Planning around the Open Championship
The Old Course at St Andrews has hosted the Open Championship more than any other venue. When the Open is at St Andrews (it rotates among courses — the last St Andrews Open was 2022 and the next is scheduled for 2030), the town becomes one of the busiest places in the UK, with over 200,000 people attending during the week. Accommodation prices triple or quadruple. If you are planning a visit during an Open year, be aware of the impact on town centre access, accommodation, and the general experience.
In non-Open years, the town is entirely manageable even in peak summer, though weekends in July-August can see significant coach tour groups at the cathedral. The golf tourism around the Open creates residual interest throughout the year.
St Andrews in Scottish history: the Reformation
St Andrews played a central and violent role in the Scottish Reformation of the 1560s. The archbishop of St Andrews, Cardinal David Beaton, was assassinated in his castle in 1546 — his attackers then held the castle for a year before being taken by a French fleet and sent to the galleys (John Knox, the future Reformation leader, was among the prisoners).

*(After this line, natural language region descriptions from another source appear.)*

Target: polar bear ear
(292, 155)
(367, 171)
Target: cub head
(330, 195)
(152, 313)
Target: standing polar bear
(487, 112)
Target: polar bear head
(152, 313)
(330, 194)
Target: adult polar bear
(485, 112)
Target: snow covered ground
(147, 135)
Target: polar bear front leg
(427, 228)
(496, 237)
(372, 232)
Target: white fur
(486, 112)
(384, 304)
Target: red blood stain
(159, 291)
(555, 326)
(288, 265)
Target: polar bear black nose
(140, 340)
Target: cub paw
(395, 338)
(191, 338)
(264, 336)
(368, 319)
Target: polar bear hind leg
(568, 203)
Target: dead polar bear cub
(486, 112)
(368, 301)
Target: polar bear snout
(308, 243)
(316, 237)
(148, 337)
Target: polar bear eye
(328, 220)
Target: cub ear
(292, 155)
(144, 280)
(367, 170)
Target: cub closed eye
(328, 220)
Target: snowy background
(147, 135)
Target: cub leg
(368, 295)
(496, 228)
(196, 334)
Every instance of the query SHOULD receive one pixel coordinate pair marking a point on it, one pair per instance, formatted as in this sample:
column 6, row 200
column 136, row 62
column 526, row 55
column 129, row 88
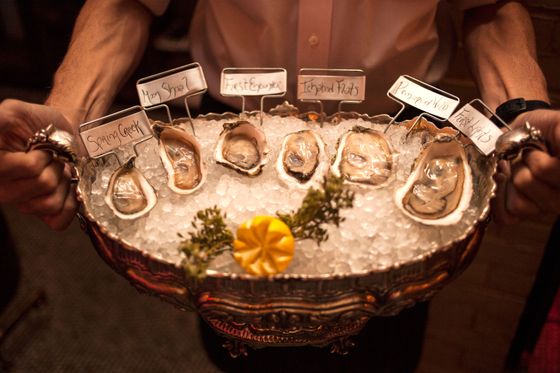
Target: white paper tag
column 170, row 87
column 108, row 136
column 252, row 84
column 477, row 127
column 331, row 87
column 427, row 100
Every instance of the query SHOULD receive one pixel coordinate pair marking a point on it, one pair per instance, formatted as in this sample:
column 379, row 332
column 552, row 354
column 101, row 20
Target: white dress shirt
column 386, row 39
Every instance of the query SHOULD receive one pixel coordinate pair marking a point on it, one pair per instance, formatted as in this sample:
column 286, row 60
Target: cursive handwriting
column 435, row 101
column 472, row 127
column 166, row 91
column 104, row 140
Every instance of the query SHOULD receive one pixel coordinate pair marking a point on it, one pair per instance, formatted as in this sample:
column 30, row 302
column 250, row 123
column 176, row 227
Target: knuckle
column 47, row 182
column 539, row 168
column 35, row 166
column 9, row 104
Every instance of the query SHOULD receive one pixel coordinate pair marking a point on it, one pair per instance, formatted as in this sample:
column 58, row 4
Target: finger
column 498, row 203
column 63, row 219
column 20, row 165
column 25, row 118
column 544, row 167
column 539, row 193
column 22, row 190
column 49, row 204
column 518, row 205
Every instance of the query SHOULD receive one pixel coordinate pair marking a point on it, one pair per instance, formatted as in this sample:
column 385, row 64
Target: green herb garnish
column 319, row 207
column 210, row 238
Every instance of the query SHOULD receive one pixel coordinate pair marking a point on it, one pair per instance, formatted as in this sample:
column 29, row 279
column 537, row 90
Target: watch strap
column 510, row 109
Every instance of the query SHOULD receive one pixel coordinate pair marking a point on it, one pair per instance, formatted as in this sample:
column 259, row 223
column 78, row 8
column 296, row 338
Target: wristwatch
column 510, row 109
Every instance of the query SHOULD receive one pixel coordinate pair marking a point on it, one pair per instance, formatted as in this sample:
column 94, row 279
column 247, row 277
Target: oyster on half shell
column 439, row 187
column 364, row 157
column 302, row 161
column 129, row 194
column 242, row 147
column 180, row 153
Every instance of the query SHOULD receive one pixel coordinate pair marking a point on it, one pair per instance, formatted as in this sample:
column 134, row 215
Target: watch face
column 510, row 109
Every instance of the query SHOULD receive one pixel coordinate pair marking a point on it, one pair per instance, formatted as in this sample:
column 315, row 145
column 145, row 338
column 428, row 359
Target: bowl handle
column 512, row 143
column 60, row 143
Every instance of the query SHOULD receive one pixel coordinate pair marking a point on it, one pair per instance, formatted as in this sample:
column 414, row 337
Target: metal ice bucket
column 288, row 309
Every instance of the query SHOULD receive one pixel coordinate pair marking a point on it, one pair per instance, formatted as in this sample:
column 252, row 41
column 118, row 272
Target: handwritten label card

Knox later returned to Scotland and preached at St Andrews in 1559, directly triggering the destruction of the cathedral and the Augustinian priory in one of the most significant acts of iconoclasm in Scottish history.
The ruins you see today are largely the result of that episode and the subsequent centuries of neglect — the cathedral was used as a quarry for building material in the town. The destruction was thorough: of what had been Scotland’s largest and most lavishly furnished church, almost nothing survives except the stone structure. The visitor experience at the ruins is, in part, a meditation on what iconoclasm means in practice — not just the removal of images but the systematic dismantling of an entire visual culture.